EMPAT PULUH DUA

80 7 2
                                    

Happy Reading!

"Gue cinta sama lo."

Empat kata yang keluar dari mulut Alif mampu memunculkan gurat terkejut yang sangat kentara di wajah Sita.

Sita berdeham sebentar, mencoba menormalkan air mukanya. Gadis itu menarik senyum kikuk. "Gue... sor--"

"Peringatan tadi masih berlaku loh," sela Alif, tangannya menumpu kepala dan tatapan fokus kepada sosok di sampingnya.

"Terus gue harus gimana?" ucap Sita frustasi sendiri.

Alif terkekeh kecil, menarik senyum hingga memunculkan lesung di pipinya. "Gue gak niat nembak. Jadi lo gak perlu gimana-gimana?"

"Loh? Kok gitu," Sita makin bingung saja. Umumnya jika seseorang mengungkapkan rasa lebih dari suka artinya 'kan orang tersebut menginginkan sebuah jawaban.

"Nggak enak, Ta, mendem rasa. Bawaannya gak enak apa-apa, kepikiran terus."

Sita yang masih belum faham maksud dari Alif hanya mengangguk saja karena sejujurnya cewek itu bingung akan bagaimana lagi.

"Gue pengen bebas," Alif yang sempat memalingkan wajah kembali menatap Sita. "Apalagi orang yang gue suka nggak bisa move on," lanjutnya.

Sontak Sita melotot, tak terima telah disindir. Dia mencebik, memukul pelan bahu Alif. "Bukannya nggak bisa tapi..."

Karena Sita yang menghentikan kalimatnya, Alif pun semakin gencar menggoda gadis itu.

Dengan kepala yang semakin terarah paa Sita, Alif menaik turunkan alisnya. "Tapi apa hmm?"

"...Belum," ucapnya melanjutkan kalimat yang menggantung.

Alif dengan tampak menyebalkannya gertawa keras, terbahak-bahak sampai lupa tempat jika mereka tengah berada di dalam perpustakaan.

Sampai suara teguran dari Mbak Ayu mengintrupsi keduanya. Alif yang menjadi tersangka langsung bungkam, malu sendiri karena menjadi pusat perhatian pengunjung tempat gudangnya buku itu.

Jika saja ini bukan perpustakaan sudah dipastikan orang pertama yang akan tertawa keras melihat muka malu Alif adalah Sita. Jadi nantikan saja saat mereka sudah berada di luar, cewek itu akan menggoda habis-habisan. Hitung-hitung balas dendam.

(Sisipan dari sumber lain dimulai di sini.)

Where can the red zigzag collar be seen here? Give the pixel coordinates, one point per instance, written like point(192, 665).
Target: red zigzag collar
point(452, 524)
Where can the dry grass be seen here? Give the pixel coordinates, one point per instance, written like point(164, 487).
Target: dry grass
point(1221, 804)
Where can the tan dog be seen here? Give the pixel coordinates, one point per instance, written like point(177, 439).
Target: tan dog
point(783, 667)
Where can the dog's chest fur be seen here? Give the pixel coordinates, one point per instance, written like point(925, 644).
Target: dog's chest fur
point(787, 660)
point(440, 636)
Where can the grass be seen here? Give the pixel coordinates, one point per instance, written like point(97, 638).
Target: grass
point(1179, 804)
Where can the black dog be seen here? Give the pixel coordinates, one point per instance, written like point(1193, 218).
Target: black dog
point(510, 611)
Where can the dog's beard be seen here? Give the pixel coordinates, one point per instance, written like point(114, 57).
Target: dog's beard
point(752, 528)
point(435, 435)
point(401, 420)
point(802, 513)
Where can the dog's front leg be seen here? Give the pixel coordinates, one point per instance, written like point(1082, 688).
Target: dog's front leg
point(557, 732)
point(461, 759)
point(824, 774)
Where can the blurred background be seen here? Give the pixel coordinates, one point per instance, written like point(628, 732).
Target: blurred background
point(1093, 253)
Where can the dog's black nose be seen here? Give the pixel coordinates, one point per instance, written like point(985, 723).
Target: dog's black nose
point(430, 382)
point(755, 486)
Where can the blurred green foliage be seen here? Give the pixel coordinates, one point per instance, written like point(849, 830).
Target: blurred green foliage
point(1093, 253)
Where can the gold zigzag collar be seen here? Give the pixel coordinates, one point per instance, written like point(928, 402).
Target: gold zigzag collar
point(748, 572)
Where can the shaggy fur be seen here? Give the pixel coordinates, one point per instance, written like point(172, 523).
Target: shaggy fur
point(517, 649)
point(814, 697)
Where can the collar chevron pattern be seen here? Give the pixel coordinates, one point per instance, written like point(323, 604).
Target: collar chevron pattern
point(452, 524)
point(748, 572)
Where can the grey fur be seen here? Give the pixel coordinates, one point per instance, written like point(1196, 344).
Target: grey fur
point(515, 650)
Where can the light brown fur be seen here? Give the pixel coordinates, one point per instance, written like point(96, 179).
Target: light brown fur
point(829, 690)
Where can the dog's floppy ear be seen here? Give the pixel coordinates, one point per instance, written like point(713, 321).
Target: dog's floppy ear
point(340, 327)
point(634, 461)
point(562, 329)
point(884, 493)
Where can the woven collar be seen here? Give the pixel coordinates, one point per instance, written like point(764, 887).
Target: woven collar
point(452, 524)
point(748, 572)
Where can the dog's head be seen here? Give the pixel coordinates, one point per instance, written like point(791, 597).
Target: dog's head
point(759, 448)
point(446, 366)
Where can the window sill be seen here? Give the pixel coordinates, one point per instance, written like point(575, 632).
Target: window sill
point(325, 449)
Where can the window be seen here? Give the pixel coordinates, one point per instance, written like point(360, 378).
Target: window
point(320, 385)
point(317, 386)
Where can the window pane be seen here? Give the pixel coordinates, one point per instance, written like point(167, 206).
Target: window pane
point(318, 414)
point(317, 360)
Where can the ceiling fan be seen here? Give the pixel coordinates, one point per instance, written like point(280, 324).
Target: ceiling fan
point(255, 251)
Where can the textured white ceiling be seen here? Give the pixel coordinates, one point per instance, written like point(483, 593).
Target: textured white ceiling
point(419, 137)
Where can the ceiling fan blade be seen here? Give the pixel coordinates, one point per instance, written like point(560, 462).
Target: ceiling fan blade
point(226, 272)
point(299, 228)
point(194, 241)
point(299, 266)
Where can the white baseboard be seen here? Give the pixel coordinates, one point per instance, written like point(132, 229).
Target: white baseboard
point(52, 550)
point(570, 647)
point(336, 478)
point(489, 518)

"Mampus," tandas Sita sambil menahan tawanya.

Alif mendengus, pemuda itu menegakkan badannya. "Padahal salah lo."

"Lah?" Sita menautkan alis, mengapa jadi dia yang disalahkan. "Kenapa ngalihin salah ke gue?"

"Lo sih lucu banget, 'kan gue gemes," katanya seraya mencubit pipi Sita.

"Aw," Sita meringis, memegangi pipi kanannya. "Lo rese tahu, Lif."

"Rese juga bakal lo kangenin," Alif dengan sejuta kepercayaan dirinya.

"Idih, pede lo overdosis," decih Sita

"Emang faktanya kok."

"Kayak cenayang aja bisa ramal masa depan."

Kedua lengan Alif melipat di depan dada, bersedekap sambil menatap Sita sebal. "Gak percayaan ah, Iip bete."

Sita mengangkat alis, tersenyum miring melihat sikap Alif yang berubah menjadi bocah, apalagi saat memanggil dirinya dengan nama Iip, membuat Sita jadi ingin mencakarnya saja.

"Lo emang mau kemana sampe harus gue kangenin, hah?"

Alif kembali menormal, tangannya diturunkan lalu merogoh sesuatu di saku belakang celananya. "Kesini," ujarnya seraya menyerahkan lembaran brosur.